To do this in a way that is continuous and scales it will require you to have a corpus of “attacks” you can run on your test boxes. There are products out there that offer suites of threat emulation that could be built into a pipeline like this. But even if you can’t get your hands on something like that, you could still run most of these manually.

The beauty of doing these things continuously and building a pipeline for this is you could get immediate feedback and notice changes over time. For example, did IT make a change to group policy last week that took an attack that didn’t used to work in your environment, and now it will work? Having a system like this will be able to give you that feedback.

I have my goals but the Universe is playing goal-line defense…

What are your real goals from doing something like this? There are a couple of them:

  1. Identify detections that aren’t detecting activity you think they should be. For example, let’s say you have a detection looking for psexec; if you run psexec and that detection doesn’t fire, it is time to go back to the drawing board on that one.
  2. Provide a feedback loop to improve detections that don’t work very well/are too niche. Let’s say you have a detection for Mimikatz, and that detection is looking for any process run from C:\Windows\Syystem32\Mimikatz.exe. “Awesome, now I can sleep well knowing that we’ll detect Mimikatz in our network…“, you may be thinking to yourself. One question you should always be asking yourself is, “Under what circumstances would an attacker do this thing, but my detection not catch it?” For this example, what if the attacker runs Mimikatz from a temp or downloads folder? What if “Mimikatz.exe” is renamed to “Mimidogz.exe”? Or “update.exe”? Attackers can be crafty, and just renaming an attack tool happens relatively frequently. If you slightly alter one of these attacks on your test box, would your detection still work?
  3. You may find yourself in a situation where you are running certain attacks on your test box and realize that you don’t even have the right logs to be able to identify the activity/build detections off of. This is a fantastic and concrete data point that you can raise with business stakeholders to try to get buy-in for that kind of visibility!
  4. It’s not always feasible to build detections for all permutations of how an attacker may manifest themselves in your environment. But over time you will create better detections and you will have to get far more creative to pull off attacks in a way to evade them. That will have raised the bar high enough that attackers will have to expend more and more effort to do the same attacks, which is part of the point of all of this.


Trust me, the idea of a big CI/CD system for unit testing your detections may sound daunting and unrealistic for most people.
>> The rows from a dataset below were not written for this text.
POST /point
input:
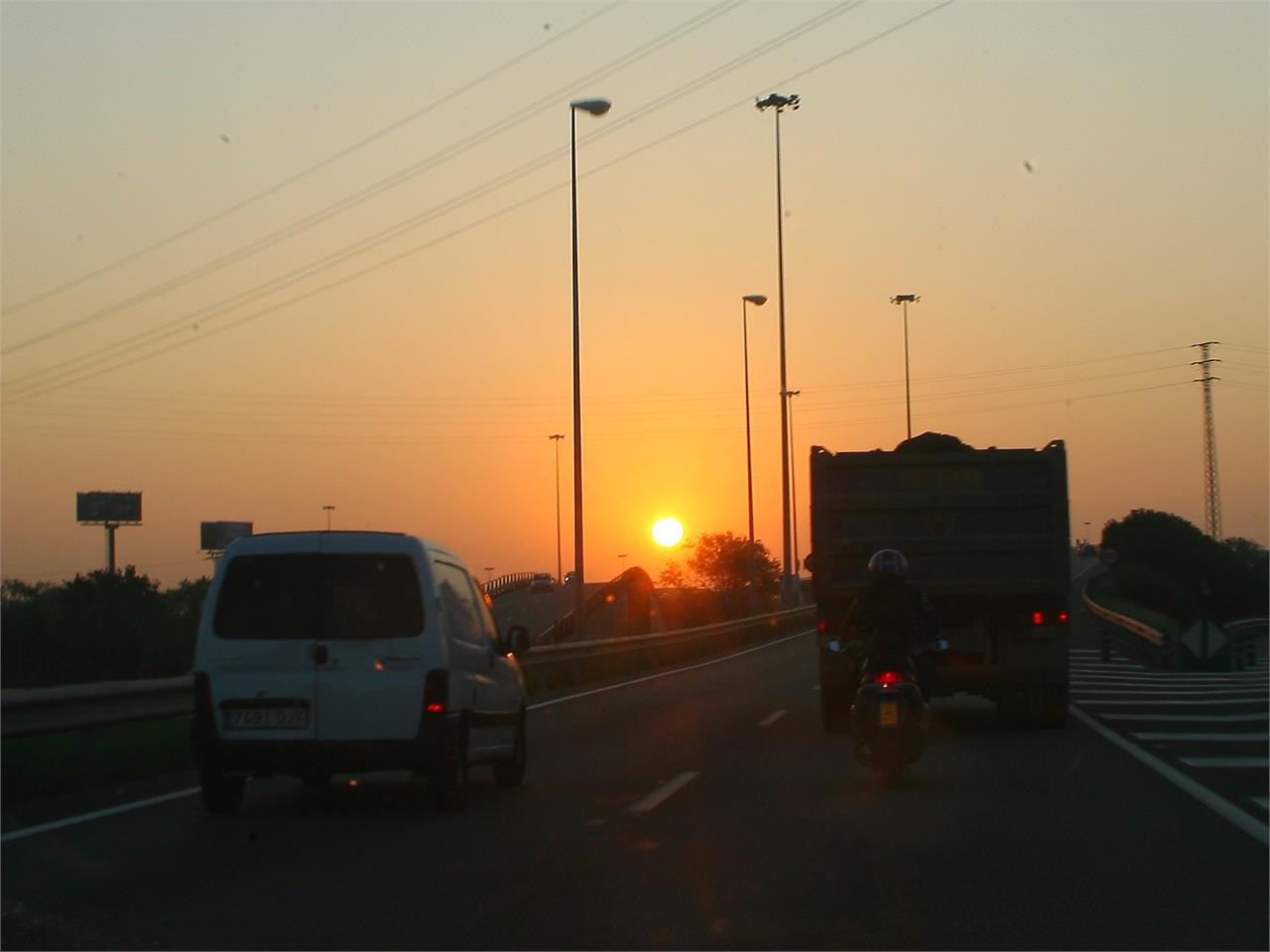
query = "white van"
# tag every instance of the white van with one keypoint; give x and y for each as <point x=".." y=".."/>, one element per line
<point x="325" y="653"/>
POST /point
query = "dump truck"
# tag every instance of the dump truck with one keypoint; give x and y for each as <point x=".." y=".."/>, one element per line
<point x="985" y="536"/>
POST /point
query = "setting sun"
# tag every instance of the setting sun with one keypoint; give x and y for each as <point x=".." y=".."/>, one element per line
<point x="667" y="532"/>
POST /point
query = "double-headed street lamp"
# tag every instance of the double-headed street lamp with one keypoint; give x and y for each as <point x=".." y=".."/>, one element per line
<point x="779" y="103"/>
<point x="556" y="439"/>
<point x="905" y="299"/>
<point x="595" y="107"/>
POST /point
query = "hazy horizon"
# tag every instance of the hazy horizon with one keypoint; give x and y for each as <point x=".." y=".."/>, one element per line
<point x="264" y="258"/>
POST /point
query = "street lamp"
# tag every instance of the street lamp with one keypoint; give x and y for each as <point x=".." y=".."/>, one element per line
<point x="749" y="468"/>
<point x="556" y="439"/>
<point x="595" y="107"/>
<point x="790" y="395"/>
<point x="905" y="299"/>
<point x="779" y="103"/>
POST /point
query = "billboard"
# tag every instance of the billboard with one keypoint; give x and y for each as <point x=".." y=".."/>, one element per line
<point x="108" y="507"/>
<point x="216" y="536"/>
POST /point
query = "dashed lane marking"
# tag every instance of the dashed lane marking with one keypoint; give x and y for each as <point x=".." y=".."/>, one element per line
<point x="665" y="792"/>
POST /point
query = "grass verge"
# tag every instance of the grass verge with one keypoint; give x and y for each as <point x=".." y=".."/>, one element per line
<point x="64" y="763"/>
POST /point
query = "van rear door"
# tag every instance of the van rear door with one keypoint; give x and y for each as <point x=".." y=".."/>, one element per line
<point x="262" y="658"/>
<point x="370" y="676"/>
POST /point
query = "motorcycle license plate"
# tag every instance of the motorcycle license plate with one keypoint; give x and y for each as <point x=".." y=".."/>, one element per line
<point x="888" y="712"/>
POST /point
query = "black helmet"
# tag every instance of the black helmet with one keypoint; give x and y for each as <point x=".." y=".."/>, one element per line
<point x="888" y="562"/>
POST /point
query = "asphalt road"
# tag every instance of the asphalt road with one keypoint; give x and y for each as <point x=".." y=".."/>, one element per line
<point x="699" y="810"/>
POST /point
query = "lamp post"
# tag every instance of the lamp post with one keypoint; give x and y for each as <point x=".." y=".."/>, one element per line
<point x="905" y="299"/>
<point x="779" y="103"/>
<point x="749" y="468"/>
<point x="789" y="397"/>
<point x="595" y="107"/>
<point x="556" y="439"/>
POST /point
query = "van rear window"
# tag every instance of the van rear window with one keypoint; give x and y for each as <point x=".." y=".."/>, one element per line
<point x="320" y="597"/>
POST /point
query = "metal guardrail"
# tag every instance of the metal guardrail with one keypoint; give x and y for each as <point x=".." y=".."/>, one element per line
<point x="32" y="712"/>
<point x="1162" y="642"/>
<point x="507" y="583"/>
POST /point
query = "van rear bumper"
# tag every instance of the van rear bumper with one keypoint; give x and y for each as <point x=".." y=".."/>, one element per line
<point x="430" y="748"/>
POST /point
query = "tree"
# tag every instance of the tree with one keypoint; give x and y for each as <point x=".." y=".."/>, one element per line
<point x="1169" y="563"/>
<point x="672" y="576"/>
<point x="725" y="563"/>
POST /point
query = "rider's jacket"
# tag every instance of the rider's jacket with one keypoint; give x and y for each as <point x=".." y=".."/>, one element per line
<point x="890" y="615"/>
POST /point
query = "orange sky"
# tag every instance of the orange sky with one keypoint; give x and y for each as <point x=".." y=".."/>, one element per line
<point x="264" y="258"/>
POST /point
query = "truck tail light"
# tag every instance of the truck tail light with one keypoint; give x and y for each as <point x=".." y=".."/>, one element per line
<point x="1049" y="619"/>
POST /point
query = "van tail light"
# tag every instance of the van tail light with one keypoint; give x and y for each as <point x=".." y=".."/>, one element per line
<point x="1039" y="619"/>
<point x="436" y="692"/>
<point x="202" y="698"/>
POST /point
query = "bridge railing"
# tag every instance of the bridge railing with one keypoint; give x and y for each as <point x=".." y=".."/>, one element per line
<point x="76" y="707"/>
<point x="507" y="583"/>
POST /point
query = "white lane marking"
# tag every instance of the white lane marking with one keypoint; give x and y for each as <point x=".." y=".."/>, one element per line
<point x="1259" y="832"/>
<point x="667" y="674"/>
<point x="94" y="815"/>
<point x="1146" y="676"/>
<point x="1206" y="738"/>
<point x="1138" y="692"/>
<point x="1192" y="719"/>
<point x="1138" y="702"/>
<point x="1227" y="763"/>
<point x="663" y="792"/>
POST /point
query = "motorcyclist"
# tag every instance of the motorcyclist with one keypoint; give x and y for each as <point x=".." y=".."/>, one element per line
<point x="892" y="615"/>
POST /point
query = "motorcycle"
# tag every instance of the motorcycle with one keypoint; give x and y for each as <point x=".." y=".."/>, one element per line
<point x="889" y="716"/>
But consider something like that a north star; most people should be able to coordinate doing some manual testing of attacks in their network to ensure you’re able to see and detect some of the low hanging fruit you may expect to see from attackers.

Don’t become complacent in the concept of “I don’t have to worry, we have a detection for that…” if you haven’t actively seen that detection fire on what you expect. Too many people (myself included), have made that mistake.

There’s at least a couple more blogs in the pipeline about detection methodologies, but I’m happy to respond to any questions/comments/concerns. Go make good shit happen today!